Milligan Laura, Huynh-Thu Vân A, Delan-Forino Clémentine, Tuck Alex, Petfalski Elisabeth, Lombraña Rodrigo, Sanguinetti Guido, Kudla Grzegorz, Tollervey David
Wellcome Trust Centre for Cell Biology, University of Edinburgh, Edinburgh, UK.
School of Informatics, University of Edinburgh, Edinburgh, UK Department of Electrical Engineering and Computer Science, University of Liège, Liège, Belgium.
Mol Syst Biol. 2016 Jun 10;12(6):874. doi: 10.15252/msb.20166869.
Reversible modification of the RNAPII C-terminal domain links transcription with RNA processing and surveillance activities. To better understand this, we mapped the location of RNAPII carrying the five types of CTD phosphorylation on the RNA transcript, providing strand-specific, nucleotide-resolution information, and we used a machine learning-based approach to define RNAPII states. This revealed enrichment of Ser5P, and depletion of Tyr1P, Ser2P, Thr4P, and Ser7P in the transcription start site (TSS) proximal ~150 nt of most genes, with depletion of all modifications close to the poly(A) site. The TSS region also showed elevated RNAPII relative to regions further 3', with high recruitment of RNA surveillance and termination factors, and correlated with the previously mapped 3' ends of short, unstable ncRNA transcripts. A hidden Markov model identified distinct modification states associated with initiating, early elongating and later elongating RNAPII. The initiation state was enriched near the TSS of protein-coding genes and persisted throughout exon 1 of intron-containing genes. Notably, unstable ncRNAs apparently failed to transition into the elongation states seen on protein-coding genes.

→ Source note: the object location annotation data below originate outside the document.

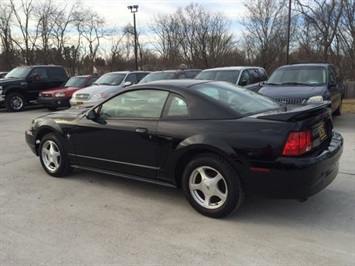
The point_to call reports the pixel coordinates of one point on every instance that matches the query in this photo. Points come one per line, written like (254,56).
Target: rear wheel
(337,112)
(15,102)
(53,156)
(212,186)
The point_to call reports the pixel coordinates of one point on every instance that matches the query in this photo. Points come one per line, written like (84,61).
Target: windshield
(158,76)
(294,75)
(244,101)
(112,79)
(230,76)
(18,72)
(75,82)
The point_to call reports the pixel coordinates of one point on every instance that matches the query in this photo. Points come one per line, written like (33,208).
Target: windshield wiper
(293,83)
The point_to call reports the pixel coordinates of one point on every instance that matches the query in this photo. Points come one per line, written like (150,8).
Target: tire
(53,156)
(212,186)
(337,112)
(15,102)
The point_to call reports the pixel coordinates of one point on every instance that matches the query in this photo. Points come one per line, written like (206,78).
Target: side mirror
(127,83)
(92,115)
(34,77)
(243,82)
(332,83)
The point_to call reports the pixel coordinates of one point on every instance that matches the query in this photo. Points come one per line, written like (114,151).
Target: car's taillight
(297,143)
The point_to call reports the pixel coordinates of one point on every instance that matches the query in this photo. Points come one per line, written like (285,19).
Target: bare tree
(6,36)
(347,38)
(167,42)
(323,18)
(193,36)
(90,26)
(23,16)
(266,32)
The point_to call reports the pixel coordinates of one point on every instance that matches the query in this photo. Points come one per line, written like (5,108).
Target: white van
(105,86)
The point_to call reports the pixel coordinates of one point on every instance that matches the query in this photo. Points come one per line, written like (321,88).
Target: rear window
(241,100)
(230,76)
(158,76)
(307,75)
(111,79)
(75,82)
(56,73)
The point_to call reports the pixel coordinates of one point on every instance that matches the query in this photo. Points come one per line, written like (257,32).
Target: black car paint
(332,91)
(160,154)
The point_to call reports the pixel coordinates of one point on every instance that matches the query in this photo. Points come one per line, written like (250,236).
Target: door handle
(141,130)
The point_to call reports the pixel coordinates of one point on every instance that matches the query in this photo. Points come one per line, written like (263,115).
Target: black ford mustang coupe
(215,140)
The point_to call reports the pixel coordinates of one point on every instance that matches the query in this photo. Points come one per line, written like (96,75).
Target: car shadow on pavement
(319,209)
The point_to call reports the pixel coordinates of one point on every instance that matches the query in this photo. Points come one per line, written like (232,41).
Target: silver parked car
(107,85)
(245,76)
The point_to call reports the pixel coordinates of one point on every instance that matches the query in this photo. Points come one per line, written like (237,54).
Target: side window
(191,74)
(135,104)
(132,78)
(140,76)
(90,81)
(41,72)
(254,76)
(332,75)
(181,76)
(263,75)
(244,78)
(176,107)
(56,73)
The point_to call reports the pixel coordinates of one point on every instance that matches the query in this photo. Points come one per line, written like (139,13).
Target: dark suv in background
(170,74)
(305,83)
(23,84)
(249,77)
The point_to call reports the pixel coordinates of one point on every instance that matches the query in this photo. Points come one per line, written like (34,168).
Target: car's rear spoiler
(298,112)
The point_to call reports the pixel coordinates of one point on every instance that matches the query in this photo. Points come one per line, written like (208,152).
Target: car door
(125,141)
(37,82)
(334,87)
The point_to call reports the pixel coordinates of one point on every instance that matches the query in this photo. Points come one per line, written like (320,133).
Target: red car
(59,97)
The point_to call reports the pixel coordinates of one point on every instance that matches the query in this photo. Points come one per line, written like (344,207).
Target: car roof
(127,72)
(32,66)
(231,68)
(181,84)
(84,76)
(176,70)
(307,64)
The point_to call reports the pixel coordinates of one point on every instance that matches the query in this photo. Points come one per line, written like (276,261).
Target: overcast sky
(117,14)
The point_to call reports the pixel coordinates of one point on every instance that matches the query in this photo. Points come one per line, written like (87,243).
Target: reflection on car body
(215,140)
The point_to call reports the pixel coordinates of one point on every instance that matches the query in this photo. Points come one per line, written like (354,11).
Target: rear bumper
(31,141)
(54,102)
(297,178)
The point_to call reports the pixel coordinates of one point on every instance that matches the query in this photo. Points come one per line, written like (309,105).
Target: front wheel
(337,112)
(53,156)
(15,102)
(212,186)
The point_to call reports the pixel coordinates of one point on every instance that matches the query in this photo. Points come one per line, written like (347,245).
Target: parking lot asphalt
(89,218)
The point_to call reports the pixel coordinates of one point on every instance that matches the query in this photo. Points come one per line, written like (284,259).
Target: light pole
(288,33)
(134,9)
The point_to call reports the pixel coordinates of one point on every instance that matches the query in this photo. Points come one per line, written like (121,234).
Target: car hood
(61,89)
(279,91)
(97,89)
(64,116)
(9,81)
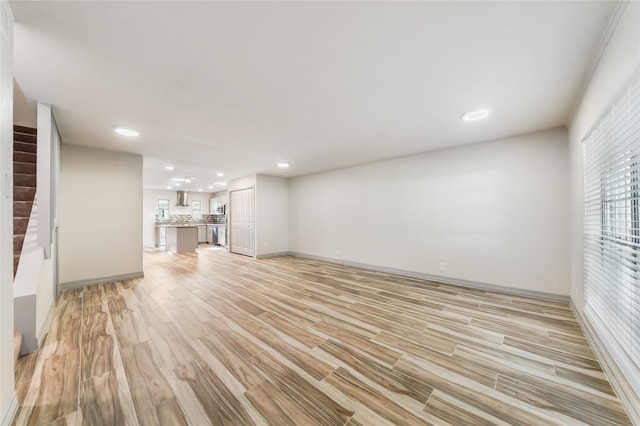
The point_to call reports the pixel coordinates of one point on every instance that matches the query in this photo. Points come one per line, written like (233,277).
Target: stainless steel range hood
(183,199)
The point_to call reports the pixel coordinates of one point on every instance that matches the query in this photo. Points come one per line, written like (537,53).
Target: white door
(242,215)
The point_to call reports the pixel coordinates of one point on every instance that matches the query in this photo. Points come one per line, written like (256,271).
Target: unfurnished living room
(320,213)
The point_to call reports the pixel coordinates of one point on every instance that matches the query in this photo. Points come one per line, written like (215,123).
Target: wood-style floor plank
(211,338)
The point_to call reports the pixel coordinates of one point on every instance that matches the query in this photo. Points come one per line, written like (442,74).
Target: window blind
(611,155)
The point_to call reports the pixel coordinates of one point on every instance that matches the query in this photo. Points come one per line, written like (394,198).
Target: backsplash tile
(186,219)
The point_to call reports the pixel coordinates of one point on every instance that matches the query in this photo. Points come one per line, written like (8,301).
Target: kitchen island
(181,238)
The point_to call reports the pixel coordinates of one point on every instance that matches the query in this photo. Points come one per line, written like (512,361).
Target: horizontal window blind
(611,154)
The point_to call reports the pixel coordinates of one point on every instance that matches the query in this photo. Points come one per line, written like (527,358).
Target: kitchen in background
(163,208)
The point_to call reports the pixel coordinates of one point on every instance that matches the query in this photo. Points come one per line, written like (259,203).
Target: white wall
(99,214)
(7,393)
(620,57)
(494,213)
(272,215)
(150,209)
(24,114)
(242,183)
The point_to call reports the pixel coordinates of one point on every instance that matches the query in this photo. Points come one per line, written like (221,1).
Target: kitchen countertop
(169,225)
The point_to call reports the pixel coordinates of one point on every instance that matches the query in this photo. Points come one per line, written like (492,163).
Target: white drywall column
(7,391)
(46,130)
(99,215)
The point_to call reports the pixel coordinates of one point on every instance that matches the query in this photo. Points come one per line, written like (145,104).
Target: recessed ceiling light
(125,132)
(475,115)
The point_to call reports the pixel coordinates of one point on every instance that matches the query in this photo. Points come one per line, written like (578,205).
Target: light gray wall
(150,209)
(272,215)
(7,393)
(99,214)
(620,57)
(494,213)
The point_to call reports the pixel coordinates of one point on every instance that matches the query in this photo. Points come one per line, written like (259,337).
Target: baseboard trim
(10,412)
(94,281)
(445,280)
(278,254)
(628,397)
(44,329)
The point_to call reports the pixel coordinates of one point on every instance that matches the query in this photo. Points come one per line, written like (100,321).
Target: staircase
(24,185)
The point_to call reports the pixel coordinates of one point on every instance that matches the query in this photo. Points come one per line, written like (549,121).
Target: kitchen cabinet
(217,204)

RNA聚合酶II C末端结构域的可逆修饰将转录与RNA加工及监控活动联系起来。为了更好地理解这一点,我们绘制了在RNA转录本上携带五种CTD磷酸化类型的RNA聚合酶II的位置,提供了链特异性的核苷酸分辨率信息,并使用基于机器学习的方法来定义RNA聚合酶II的状态。这揭示了在大多数基因转录起始位点(TSS)近端约150个核苷酸处Ser5P富集,而Tyr1P、Ser2P、Thr4P和Ser7P缺失,在靠近聚腺苷酸化位点处所有修饰均缺失。相对于更靠3'端的区域,TSS区域的RNA聚合酶II也有所增加,RNA监控和终止因子高度募集,并且与先前绘制的短的、不稳定的非编码RNA转录本的3'端相关。一个隐马尔可夫模型确定了与起始、早期延伸和后期延伸的RNA聚合酶II相关的不同修饰状态。起始状态在蛋白质编码基因的TSS附近富集,并在含内含子基因的整个外显子1中持续存在。值得注意的是,不稳定的非编码RNA显然未能转变为在蛋白质编码基因上看到的延伸状态。